Najczęściej na światłach stawał koło mnie golf 3, muszę przyznać że 90% 3-jek zostawało z tyłu, jak odszedł trochę lepiej to zwykle zostawał po pierwszym zakręcie.
Fabryczne zawieszenie w golfach to tragedia, obecnie mam 4-ke z benzynowym 2.0, nie powiem do przodu jedzie to nawet jakoś ale zakręty tragedia (amory pod 80%) 195/65/15 DUNLOP. Ostatnio znajomy astrą II 2.0dti (101KM) zawieszenie i koła fabryczne (auto siostry), złoił mi tyłek na zakopiance (Myślenice - Lubień), do pierwszego zakrętu byłem 3 długości przed nim, ale po 4 zakrętach nie byłem w stanie dotrzymać mu kroku, auto bujało nie dało się go utrzymać. Kilka dni później sprawdziłem się z jego e36 1.8 (113KM), wszystko wyglądało jeszcze gorzej. Puki kawałek prostej szliśmy równo ale zakręt i siedział mi na zderzaku. Nawijał na CB dlaczego jadę tak pomału a ja nie byłem w stanie sięgnąć po gruszkę od radia bo starałem się nie wylecieć z zakrętu.

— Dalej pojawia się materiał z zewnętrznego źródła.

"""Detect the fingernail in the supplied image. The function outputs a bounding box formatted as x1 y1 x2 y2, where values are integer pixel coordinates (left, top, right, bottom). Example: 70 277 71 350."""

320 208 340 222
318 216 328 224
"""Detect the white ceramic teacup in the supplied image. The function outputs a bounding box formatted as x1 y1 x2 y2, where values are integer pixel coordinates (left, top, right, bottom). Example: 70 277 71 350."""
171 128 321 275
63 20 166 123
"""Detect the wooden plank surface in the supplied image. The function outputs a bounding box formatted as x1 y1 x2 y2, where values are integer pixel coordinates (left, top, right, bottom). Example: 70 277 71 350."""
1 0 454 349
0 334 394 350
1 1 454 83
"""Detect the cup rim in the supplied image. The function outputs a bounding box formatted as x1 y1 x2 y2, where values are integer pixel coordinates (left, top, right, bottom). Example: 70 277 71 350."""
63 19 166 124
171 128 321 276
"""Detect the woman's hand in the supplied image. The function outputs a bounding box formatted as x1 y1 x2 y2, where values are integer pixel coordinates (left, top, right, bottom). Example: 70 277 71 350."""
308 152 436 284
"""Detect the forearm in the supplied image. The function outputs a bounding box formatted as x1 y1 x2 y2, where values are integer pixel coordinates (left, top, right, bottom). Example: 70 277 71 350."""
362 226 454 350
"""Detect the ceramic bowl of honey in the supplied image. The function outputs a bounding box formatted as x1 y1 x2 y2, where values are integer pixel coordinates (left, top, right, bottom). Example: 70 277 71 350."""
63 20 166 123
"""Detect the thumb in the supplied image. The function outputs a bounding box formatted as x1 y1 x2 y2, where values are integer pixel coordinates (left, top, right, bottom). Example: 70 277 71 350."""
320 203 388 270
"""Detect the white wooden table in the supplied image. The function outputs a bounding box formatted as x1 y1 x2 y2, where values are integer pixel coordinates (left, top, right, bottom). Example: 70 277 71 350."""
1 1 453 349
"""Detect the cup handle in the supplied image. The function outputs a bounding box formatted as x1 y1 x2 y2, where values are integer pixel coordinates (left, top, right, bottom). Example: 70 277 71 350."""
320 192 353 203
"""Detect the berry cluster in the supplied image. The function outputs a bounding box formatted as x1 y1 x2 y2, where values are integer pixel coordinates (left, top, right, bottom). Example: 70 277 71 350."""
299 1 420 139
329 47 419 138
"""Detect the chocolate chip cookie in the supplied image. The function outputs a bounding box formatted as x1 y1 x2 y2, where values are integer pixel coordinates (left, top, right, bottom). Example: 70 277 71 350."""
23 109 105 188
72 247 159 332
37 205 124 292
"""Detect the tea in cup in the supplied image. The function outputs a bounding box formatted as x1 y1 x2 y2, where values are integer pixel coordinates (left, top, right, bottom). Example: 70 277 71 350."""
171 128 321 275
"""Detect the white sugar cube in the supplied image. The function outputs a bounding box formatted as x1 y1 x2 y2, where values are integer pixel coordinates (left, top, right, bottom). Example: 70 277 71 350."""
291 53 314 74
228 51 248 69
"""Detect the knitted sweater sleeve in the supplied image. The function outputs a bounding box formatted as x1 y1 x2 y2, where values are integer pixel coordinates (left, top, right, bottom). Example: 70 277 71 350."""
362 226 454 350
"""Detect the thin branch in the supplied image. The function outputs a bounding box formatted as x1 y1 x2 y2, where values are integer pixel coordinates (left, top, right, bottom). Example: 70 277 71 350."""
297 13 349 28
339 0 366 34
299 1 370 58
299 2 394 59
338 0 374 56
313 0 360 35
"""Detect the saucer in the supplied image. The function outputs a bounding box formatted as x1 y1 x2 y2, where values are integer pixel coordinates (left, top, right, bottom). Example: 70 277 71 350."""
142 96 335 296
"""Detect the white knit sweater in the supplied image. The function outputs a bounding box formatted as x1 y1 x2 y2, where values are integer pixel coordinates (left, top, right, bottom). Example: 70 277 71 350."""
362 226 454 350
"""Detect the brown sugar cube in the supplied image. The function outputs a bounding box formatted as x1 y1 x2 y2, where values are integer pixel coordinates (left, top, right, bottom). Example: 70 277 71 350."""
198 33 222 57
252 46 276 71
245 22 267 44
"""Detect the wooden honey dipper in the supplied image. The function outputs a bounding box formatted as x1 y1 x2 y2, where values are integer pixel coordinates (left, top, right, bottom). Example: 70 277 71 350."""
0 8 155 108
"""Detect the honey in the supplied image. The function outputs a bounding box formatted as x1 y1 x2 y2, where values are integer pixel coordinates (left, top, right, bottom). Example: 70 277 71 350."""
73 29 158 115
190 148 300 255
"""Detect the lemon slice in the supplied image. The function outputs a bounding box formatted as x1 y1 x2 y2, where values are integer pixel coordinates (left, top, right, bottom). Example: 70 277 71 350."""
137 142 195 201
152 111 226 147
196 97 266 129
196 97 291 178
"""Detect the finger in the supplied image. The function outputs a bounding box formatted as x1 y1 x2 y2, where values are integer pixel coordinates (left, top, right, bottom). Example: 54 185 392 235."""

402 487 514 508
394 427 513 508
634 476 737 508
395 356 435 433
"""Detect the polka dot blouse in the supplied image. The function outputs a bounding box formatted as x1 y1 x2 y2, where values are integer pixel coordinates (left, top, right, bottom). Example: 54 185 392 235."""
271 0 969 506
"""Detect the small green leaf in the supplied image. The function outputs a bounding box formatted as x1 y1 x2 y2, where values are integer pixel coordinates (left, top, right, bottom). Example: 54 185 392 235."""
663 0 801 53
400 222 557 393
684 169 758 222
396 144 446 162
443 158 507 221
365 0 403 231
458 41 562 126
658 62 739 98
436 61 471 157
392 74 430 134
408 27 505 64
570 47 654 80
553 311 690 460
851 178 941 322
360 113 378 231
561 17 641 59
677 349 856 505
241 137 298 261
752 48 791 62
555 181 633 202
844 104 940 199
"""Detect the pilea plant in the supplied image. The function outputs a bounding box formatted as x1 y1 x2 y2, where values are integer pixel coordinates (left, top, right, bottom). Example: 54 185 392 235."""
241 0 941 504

Planuje opuścić auto z 3cm i wsadzić 17" na 215, mam nadzieję że będzie trochę lepiej.
Starą astrą jeszcze na oryginalny zawieszeniu i kołach (175/65/14), mogłem lecieć przez zakręt słyszeć pisk wszystkich kół i wiedzieć co się dzieje z autem i je kontrolować, później na zawiasie z gsi z kołach 195/45/15 można było robić cuda...
Opel może i rdzewieje (oj jak rdzewiał,hehe), ale prowadzi się dużo lepiej od golfa, przynajmniej seria vs seria.